Hat der Zuwendungsempfänger die Gegenleistung an seinen Schuldner erst noch zu erbringen, kann von Unentgeltlichkeit nicht die Rede sein, wenn er diese Gegenleistung später noch erbringt. Insbesondere sind solche Drittzahlungen entgeltlich, für die der Zuwendungsempfänger nach dem Erhalt der Zahlungen noch Gegenleistungen an seinen Schuldner erbringt, welche mit der Zahlung vergütet werden sollten. Leistungen, die der Gläubiger nach dem Empfang der Drittzahlung erbringt, können daher als ausgleichendes Vermögensopfer zu werten sein. Die ausgleichende Gegenleistung muss nicht im Synallagma stehen. Die Hingabe der Darlehensvaluta ist daher im Hinblick auf die Verpflichtung zur Rückzahlung stets entgeltlich. Zahlt der Empfänger bei einem Darlehen die erhaltenen Gelder tatsächlich zurück, rechtfertigt bei einem Zwei-Personen-Verhältnis die zum Zeitpunkt der Auszahlung bestehende Insolvenzreife des Empfängers allein nicht, die Auszahlung als unentgeltliche Leistung einzuordnen.

Entsprechendes gilt für die Entgeltlichkeit der Drittzuwendung in Drei-Personen-Verhältnissen. Erhält der Darlehensnehmer die Darlehensvaluta nicht vom Darlehensgeber als seinem Vertragspartner, sondern vom späteren Insolvenzschuldner, handelt es sich bei der Auszahlung der Darlehensvaluta jedenfalls dann nicht um eine unentgeltliche Leistung des späteren Insolvenzschuldners an den Darlehensnehmer, soweit der Darlehensnehmer (Zuwendungsempfänger) zur Rückzahlung des Darlehens an seinen Vertragspartner verpflichtet ist und das Darlehen zurückgezahlt wird. Nach diesen Maßstäben fehlt es an einer unentgeltlichen Leistung der Schuldnerin. Der Beklagten als Zuwendungsempfängerin stand ein Anspruch auf Gewährung eines Darlehens gegen die B E zu. Die Auszahlung des Darlehens durch die Schuldnerin ist nicht als unentgeltliche Leistung zu werten, weil die Beklagte verpflichtet war, das Darlehen an ihre Vertragspartnerin, die B E, zurückzuzahlen (§ 488 Abs. 1 Satz 2 BGB).
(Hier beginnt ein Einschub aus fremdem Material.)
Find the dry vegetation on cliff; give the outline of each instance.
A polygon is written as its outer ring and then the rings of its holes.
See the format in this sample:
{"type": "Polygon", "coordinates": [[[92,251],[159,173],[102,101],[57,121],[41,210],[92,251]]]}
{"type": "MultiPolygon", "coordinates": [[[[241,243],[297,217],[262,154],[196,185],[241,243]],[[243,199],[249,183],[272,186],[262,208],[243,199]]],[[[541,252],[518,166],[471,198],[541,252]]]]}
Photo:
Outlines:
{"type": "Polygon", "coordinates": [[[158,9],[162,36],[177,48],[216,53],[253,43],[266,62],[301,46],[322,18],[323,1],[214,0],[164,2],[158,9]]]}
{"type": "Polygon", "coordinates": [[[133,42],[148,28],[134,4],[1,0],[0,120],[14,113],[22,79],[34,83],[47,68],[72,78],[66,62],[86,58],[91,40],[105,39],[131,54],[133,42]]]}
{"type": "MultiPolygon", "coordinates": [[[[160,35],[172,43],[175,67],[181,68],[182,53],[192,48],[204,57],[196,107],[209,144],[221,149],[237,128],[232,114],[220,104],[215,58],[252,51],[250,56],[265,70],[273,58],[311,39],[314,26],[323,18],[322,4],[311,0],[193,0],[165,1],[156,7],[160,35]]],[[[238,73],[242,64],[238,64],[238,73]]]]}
Die Sache ist nicht zur Endentscheidung reif. Das OLG hat offengelassen, ob die Voraussetzungen der Vorsatzanfechtung gem. § 133 Abs. 1 InsO in der bis zum 4.4.2017 geltenden Fassung erfüllt sind. Dies wird das OLG nunmehr zu klären haben. Ein Benachteiligungsvorsatz der Schuldnerin kann unabhängig davon vorliegen kann, ob die Schuldnerin zum Zeitpunkt der Zahlung drohend zahlungsunfähig gewesen ist. Die Schuldnerin betrieb mit Hilfe eines Schneeballsystems ein betrügerisches Anlagegeschäft. Die Schuldnerin legte die eingeworbenen Gelder nicht an, sondern verschob sie durch gezielte Barabhebungen und Weiterüberweisungen an Dritte. Sie hatte noch nicht einmal die Absicht, Gelder für Anleger gewinnbringend anzulegen. Diese Umstände können den Schluss rechtfertigen, dass die Schuldnerin bei der Zahlung mit dem bedingten Vorsatz handelte, ihre Gläubiger zu benachteiligen. Verschiebt ein Schuldner sein Vermögen planmäßig bewusst und gewollt an Dritte, um es dem Zugriff seiner Gläubiger zu entziehen, ist dies ein deutliches Indiz für einen Benachteiligungsvorsatz.